Uno de los más íntimos consejeros del rey de Portugal Sancho el Grande, fue Rodrigues de Vagliaditos, gobernador de Coimbra. De los hijos del gobernador, el tercero, llamado Gil o Egidio, fue destinado por su padre al servicio de la Iglesia. Gil estudió en Coimbra, donde se distinguió mucho por su brillante inteligencia. El rey le concedió una canonjía y otros beneficios. Pero el joven se interesaba más por las ciencias experimentales que por la teología y decidió estudiar medicina en París. Poco después de emprender el viaje, le alcanzó por el camino un forastero (el beato pensaba más tarde que era el demonio en persona), quien le invitó a ir a Toledo en vez de proseguir el viaje a Francia. Gil se quedó, pues, en Toledo, donde no sólo estudió alquimia y física, sino que se interesó también por las artes de magia. Según parece, se entregó ahí a todos los vicios y llegó incluso a hacer un pacto con el diablo, firmado con su propia sangre. Siete años después, pasó a París, donde practicó la medicina con gran éxito. Pero la voz de su conciencia empezó, por fin, a hacerse oir. Una noche Gil tuvo un sueño en el que un espectro gigantesco le gritó: «¡Cambia de vida!» «¡Cambiaré de vida!», exclamó Gil al despertar. Y cumplió su palabra, ya que al punto quemó los libros de magia, destruyó los frascos de ungüentos y emprendió, a pie, el viaje a Portugal.

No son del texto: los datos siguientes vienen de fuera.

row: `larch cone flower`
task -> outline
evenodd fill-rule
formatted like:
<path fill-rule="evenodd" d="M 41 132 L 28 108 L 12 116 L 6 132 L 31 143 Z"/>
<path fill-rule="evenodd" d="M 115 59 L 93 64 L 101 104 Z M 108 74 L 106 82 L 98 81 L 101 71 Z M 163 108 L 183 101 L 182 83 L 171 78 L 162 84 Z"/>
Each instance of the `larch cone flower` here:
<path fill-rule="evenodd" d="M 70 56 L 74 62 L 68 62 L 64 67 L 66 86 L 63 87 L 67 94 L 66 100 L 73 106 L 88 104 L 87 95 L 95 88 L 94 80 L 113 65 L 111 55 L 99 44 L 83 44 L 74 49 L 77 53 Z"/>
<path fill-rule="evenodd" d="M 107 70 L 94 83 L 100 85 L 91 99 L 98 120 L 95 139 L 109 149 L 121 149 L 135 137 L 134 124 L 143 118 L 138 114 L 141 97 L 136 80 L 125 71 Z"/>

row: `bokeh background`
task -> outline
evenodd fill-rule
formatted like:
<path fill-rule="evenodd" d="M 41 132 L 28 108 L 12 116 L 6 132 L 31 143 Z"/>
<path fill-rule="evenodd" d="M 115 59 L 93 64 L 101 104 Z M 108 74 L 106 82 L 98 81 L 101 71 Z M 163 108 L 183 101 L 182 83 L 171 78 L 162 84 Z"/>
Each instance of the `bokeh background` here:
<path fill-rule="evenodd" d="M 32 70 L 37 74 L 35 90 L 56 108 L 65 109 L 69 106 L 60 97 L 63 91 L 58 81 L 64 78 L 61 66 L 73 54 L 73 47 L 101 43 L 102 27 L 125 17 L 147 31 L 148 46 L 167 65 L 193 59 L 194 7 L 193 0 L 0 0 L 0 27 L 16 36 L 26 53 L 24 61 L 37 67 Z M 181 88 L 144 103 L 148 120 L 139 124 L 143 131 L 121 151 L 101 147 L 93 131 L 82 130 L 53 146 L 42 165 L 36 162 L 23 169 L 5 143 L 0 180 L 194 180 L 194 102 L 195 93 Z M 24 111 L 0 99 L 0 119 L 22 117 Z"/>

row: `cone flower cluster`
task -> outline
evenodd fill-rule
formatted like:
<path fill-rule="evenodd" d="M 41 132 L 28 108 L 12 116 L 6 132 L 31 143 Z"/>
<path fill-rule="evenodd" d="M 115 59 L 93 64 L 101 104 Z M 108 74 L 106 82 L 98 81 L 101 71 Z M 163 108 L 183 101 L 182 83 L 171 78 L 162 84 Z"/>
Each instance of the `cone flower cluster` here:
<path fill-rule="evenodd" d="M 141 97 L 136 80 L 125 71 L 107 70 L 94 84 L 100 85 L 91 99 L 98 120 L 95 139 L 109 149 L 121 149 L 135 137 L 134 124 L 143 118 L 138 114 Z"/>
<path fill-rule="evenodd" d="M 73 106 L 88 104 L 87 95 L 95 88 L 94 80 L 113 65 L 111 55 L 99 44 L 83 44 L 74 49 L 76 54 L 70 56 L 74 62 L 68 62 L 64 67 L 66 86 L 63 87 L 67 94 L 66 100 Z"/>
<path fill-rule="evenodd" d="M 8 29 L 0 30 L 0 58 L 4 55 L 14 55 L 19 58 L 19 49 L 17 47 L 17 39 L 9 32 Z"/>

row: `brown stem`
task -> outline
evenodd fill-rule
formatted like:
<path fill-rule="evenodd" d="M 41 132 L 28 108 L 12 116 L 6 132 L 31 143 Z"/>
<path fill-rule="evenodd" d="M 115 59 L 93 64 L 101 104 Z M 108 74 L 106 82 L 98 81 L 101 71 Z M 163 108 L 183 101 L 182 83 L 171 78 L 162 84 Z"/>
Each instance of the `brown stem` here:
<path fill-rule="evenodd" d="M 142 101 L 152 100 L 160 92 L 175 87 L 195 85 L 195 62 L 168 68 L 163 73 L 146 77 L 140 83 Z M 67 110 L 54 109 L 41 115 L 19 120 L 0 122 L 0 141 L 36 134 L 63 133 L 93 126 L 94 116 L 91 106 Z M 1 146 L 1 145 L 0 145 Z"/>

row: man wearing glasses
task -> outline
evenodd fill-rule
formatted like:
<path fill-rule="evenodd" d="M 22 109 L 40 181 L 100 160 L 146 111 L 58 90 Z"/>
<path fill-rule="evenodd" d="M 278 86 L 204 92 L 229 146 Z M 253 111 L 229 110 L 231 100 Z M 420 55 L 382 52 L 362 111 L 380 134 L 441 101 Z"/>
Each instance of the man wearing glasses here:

Con los pies ensangrentados y medio muerto de fatiga, llegó al fin a la ciudad de Valencia, donde los dominicos le recibieron hospitalariamente. Gil aprovechó la ocasión para confesarse. Poco después, tomó el hábito. El resto de su vida fue de lo más edificante. Naturalmente, no le faltaron ataques del demonio y el recuerdo del pacto que había hecho con él le hacía temer mucho por su salvación; pero, con la gracia de Dios, perseveró en la oración y la mortificación. Siete años después, tuvo una visión en la que Nuestra Señora le devolvió el pacto que había firmado con su sangre y, a partir de entonces, vivió en paz. Poco después de su profesión, los superiores le enviaron a la ciudad portuguesa de Santarem. Más tarde, estuvo en un convento de París, donde se hizo muy amigo de Humberto de Romans, futuro maestro general de la Orden de Predicadores. Fue elegido provincial de su orden en Portugal, pero su avanzada edad le obligó a renunciar pronto a ese cargo. Pasó sus últimos años en Santarem, donde Dios le favoreció con frecuentes éxtasis y con el don de profecía. Su culto fue aprobado en 1748.
La leyenda del beato Gil se parece mucho a la de Cipriano y Justina, a la de Fausto y a la de otros muchos; ello hace muy sospechosos todos los elementos sobrenaturales que la adornan. La biografía escrita por el P. Resendio (Acta Sanctorum, mayo, vol. III) no tiene suficiente fundamento histórico.